I won’t lie.  I used to be one of those runners who always needed to wear headphones during a run whether I was inside or outside.  If something happened and I forgot my music, then I would be pissed off during the entire run.  I remember that it wasn’t recommended during the Team in Training runs, but people would still wear them even if it meant keeping only one ear bud in.  It didn’t really make sense to run with a group while listening to music, but we did it anyway.  I don’t think that was always the case, but it wasn’t uncommon.

It wasn’t until I moved to Colorado just nearly 2 years ago when I decided to try running sans music. Most of the people in the run club didn’t wear headphones and we ended up talking a lot more on our social runs.  There soon came a point when I stopped wearing headphones even if I went for a run by myself.  Like I mentioned, I always seem to find a way to entertain myself.  I think I had reached a new level in my mental strength.  I could run fast and run far even without music.  I understood depending on it before when I needed a distraction from the pain and boredom (or so I thought it was boredom when I think it was actually my lack of true joy for running).   I do have that sense of pain and boredom when I run on the treadmill, so the headphones are still my crutch as far as that goes.  Either that or a magazine or t.v. show.  I haven’t quite gotten to that level of mental toughness yet.

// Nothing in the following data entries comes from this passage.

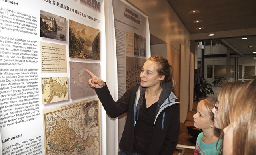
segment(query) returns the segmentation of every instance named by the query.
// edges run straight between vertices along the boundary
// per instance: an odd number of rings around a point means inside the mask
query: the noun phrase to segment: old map
[[[68,78],[66,77],[42,78],[41,82],[43,104],[68,99]]]
[[[44,114],[46,154],[99,155],[98,100]]]

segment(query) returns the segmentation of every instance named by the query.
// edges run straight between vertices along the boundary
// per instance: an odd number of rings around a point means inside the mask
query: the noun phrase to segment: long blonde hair
[[[230,123],[233,127],[233,153],[256,154],[256,78],[236,92],[231,105]]]
[[[218,111],[221,118],[220,122],[221,125],[221,133],[217,142],[218,145],[220,139],[224,136],[223,129],[230,124],[229,112],[230,110],[231,100],[234,98],[236,92],[238,92],[244,83],[240,81],[227,82],[222,86],[221,90],[218,95],[219,103]],[[223,141],[221,141],[221,148],[223,147]]]

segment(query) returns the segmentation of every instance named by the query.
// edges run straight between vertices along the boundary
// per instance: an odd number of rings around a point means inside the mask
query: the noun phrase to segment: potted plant
[[[212,84],[214,86],[218,86],[218,84],[220,81],[225,79],[225,76],[226,74],[219,77],[214,76],[213,77],[214,80],[212,82]]]
[[[199,90],[199,96],[200,97],[205,97],[210,95],[210,94],[212,95],[214,92],[212,85],[209,83],[204,78],[201,78],[200,79],[200,86],[198,87]]]

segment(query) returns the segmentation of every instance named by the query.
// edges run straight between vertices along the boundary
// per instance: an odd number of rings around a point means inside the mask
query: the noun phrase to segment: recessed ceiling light
[[[202,20],[194,20],[194,21],[193,21],[193,22],[194,23],[201,23],[203,21]]]
[[[190,10],[188,12],[188,13],[190,14],[196,14],[197,13],[200,12],[200,11],[198,10]]]

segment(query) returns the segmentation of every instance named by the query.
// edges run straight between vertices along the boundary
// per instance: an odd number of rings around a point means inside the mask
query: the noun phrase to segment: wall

Maybe introverts are better able to adapt to running alone without music.  I don’t mind being inside my own head for 3 hours or more.  I can always find something to talk about… with myself.  I make plans.  I develop ideas.  I solve problems.   Not only that, but I feel like I have more of a connection with nature when I am not trapped in a music bubble.  I can hear that squirrel moving around in the bushes (or at least I imagine it is just a cute, sweet little squirrel) or the birds chirping in the trees.  I can even make contact with the other runners who pass by and respond politely to their friendly “Good Morning.”

If this doesn’t convert you, then maybe the idea of overall safety will.  I would not be able to hear the rattle of a snake, the grunt of a bear or the flick of a switch blade if I had headphones blasting music into my ear.  Even if you don’t run in the wilderness, keep in mind that it is more difficult to hear cars and psychos when you listen to your music out on the roads and sidewalks in your neighborhood.  At least keep one ear bud out.  There are just too many cases of runners being molested, kidnapped and killed.   There is no point taking chances that just aren’t necessary.  You could be smart like me and run alone on a wilderness trail and get mauled by a mountain lion.  At least I carry a knife and leave my headphones at home.  Stay safe my running friends!